Holy crap! Holy crap! Holy crap! "Final Destination" will soon be a trilogy—joining such classics as "Lord of the Rings" and "Indian Jones." Of course, the movie doesn’t come out for another month (so there’s still time to get supplies together, if you’re going to camp out) but I saw the trailer today, and my life finally has meaning. Okay—okay—I have to calm down. It's just so exciting. So there’s this one part when the pretty teenagers are on a rollercoaster and then Death intervenes, because they’re too pretty or something. Then there’s this other part when the pretty people are getting tans, and Death intervenes there, as well. You wouldn’t think Death would be caught in a tanning parlor, but that’s Death for ya—tricky, tricky, tricky.

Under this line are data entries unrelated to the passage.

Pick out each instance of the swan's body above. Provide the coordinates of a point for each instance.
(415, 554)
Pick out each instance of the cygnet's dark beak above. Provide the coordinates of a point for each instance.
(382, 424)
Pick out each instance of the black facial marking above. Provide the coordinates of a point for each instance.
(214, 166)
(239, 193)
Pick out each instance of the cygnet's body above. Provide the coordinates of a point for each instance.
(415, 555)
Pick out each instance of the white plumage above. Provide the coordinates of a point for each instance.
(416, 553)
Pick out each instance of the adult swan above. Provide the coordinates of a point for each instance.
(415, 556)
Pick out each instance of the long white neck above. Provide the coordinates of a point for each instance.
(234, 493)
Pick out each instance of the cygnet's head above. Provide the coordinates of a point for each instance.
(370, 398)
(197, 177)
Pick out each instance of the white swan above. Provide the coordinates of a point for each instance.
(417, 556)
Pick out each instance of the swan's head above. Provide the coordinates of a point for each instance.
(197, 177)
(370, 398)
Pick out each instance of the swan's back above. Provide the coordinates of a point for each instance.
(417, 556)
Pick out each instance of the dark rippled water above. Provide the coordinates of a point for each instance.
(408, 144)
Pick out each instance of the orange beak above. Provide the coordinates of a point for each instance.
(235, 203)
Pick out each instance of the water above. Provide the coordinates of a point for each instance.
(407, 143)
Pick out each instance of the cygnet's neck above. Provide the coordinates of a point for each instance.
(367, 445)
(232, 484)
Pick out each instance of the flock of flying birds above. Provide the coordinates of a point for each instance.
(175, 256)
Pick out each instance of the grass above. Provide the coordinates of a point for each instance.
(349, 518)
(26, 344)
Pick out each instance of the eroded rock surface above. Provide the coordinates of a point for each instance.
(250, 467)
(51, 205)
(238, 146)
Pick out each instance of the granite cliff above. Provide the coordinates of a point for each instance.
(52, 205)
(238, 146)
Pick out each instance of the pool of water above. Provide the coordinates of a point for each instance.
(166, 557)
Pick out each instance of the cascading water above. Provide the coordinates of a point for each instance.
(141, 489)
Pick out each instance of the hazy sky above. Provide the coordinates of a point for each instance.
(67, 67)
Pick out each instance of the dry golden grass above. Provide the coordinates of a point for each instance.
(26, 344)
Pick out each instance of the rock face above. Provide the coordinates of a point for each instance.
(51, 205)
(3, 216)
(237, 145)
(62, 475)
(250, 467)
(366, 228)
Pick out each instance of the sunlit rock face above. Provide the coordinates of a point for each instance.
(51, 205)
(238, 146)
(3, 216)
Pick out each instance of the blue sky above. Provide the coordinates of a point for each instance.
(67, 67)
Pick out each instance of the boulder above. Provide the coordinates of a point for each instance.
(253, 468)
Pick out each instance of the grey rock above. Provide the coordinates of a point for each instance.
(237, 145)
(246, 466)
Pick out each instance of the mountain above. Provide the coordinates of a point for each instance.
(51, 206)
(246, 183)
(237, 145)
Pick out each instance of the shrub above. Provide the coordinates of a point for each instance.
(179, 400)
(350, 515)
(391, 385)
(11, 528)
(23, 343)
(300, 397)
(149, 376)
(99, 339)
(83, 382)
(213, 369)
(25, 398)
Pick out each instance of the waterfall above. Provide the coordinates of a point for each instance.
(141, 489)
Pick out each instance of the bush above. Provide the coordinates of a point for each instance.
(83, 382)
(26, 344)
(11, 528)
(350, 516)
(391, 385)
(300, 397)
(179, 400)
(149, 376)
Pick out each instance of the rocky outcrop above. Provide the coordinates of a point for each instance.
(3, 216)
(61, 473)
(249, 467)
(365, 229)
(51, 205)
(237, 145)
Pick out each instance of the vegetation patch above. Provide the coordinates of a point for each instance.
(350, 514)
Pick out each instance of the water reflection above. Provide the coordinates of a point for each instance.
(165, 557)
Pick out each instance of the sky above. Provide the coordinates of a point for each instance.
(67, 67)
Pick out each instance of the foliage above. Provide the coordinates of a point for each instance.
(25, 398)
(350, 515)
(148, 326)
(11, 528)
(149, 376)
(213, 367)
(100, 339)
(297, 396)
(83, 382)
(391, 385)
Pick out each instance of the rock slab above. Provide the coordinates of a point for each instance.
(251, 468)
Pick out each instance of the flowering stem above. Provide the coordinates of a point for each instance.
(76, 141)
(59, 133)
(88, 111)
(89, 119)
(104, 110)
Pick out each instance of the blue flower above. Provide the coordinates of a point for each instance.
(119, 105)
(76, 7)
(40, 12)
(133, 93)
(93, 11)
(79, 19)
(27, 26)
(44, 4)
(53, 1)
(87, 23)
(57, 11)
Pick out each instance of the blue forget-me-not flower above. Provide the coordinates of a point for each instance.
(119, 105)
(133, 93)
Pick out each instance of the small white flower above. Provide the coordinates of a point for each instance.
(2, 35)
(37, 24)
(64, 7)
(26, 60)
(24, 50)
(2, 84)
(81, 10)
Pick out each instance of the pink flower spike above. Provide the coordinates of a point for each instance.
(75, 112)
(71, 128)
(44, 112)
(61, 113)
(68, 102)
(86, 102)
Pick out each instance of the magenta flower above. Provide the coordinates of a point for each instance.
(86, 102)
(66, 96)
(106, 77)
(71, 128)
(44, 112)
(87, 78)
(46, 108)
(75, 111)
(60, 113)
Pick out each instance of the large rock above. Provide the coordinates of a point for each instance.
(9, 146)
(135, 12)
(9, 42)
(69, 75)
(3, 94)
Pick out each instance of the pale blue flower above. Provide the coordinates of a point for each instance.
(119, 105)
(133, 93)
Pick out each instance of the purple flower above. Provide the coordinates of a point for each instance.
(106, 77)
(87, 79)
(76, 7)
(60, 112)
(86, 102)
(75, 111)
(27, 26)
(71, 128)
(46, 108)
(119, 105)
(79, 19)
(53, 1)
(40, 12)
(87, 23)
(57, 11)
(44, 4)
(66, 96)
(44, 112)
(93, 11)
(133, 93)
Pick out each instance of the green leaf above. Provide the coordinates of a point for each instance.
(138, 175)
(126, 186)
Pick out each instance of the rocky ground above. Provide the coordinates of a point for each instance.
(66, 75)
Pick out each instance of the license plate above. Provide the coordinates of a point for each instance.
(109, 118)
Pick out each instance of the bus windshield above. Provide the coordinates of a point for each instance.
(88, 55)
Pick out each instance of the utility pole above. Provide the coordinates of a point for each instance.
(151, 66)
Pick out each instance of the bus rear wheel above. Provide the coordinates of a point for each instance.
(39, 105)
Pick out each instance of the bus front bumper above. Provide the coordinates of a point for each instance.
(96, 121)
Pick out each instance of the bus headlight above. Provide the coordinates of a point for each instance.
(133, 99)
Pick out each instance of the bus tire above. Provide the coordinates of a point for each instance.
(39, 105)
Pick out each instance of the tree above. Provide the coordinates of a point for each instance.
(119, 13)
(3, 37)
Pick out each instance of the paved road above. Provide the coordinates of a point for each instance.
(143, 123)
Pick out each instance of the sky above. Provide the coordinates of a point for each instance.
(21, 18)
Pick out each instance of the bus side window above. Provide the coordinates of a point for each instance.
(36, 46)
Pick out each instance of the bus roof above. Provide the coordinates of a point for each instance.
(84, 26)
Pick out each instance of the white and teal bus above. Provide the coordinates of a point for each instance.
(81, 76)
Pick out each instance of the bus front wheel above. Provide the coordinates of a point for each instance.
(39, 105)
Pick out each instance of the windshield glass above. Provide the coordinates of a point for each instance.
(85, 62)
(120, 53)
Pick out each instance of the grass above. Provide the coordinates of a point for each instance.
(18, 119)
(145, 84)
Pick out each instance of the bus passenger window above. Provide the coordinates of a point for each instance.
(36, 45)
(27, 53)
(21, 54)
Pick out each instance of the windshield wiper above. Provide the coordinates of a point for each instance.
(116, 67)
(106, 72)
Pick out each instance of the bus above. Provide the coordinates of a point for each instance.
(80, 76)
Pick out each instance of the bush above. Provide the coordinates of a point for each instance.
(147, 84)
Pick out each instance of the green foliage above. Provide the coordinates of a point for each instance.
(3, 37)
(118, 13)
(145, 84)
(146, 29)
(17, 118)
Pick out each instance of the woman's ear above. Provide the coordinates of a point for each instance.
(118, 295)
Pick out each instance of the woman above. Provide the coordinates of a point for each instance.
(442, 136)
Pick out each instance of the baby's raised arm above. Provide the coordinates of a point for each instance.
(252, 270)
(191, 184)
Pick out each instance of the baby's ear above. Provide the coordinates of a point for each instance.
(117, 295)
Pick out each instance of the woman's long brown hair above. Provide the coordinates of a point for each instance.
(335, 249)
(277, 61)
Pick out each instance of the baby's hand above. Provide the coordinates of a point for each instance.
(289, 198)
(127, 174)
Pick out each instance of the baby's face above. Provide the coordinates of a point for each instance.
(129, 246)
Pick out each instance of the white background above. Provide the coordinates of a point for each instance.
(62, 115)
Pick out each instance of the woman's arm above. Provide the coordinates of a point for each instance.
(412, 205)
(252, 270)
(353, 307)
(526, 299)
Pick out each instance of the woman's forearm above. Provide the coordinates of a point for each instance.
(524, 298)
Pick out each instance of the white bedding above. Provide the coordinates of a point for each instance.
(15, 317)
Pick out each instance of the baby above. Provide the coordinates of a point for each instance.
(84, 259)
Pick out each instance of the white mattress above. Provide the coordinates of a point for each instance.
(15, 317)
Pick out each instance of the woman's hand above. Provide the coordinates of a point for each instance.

If I was Death, I probably wouldn’t be as creative. Having someone kick a soccer ball, which knocks over a bucket of napalm, which knocks over a row of dominos, which snaps a mouse trap, which launches a piece of cheese over a candle, which lights the cheese on fire, which lands on the napalm and burns the person alive seems like too much work for me. I would be much more conventional: "You get a heart attack! And you get a heart attack!" Everyone getting heart attacks would be too boring and unrealistic. Fortunately, Final Destination has the Rube Goldberg of Deaths.
I can only hope "Fast and the Furious," "Deuce Bigalow," and "Charlie's Angels" will follow Final Destination's unnecessary lead and keep making sequels without the approval of the critics, the box-office, or the public.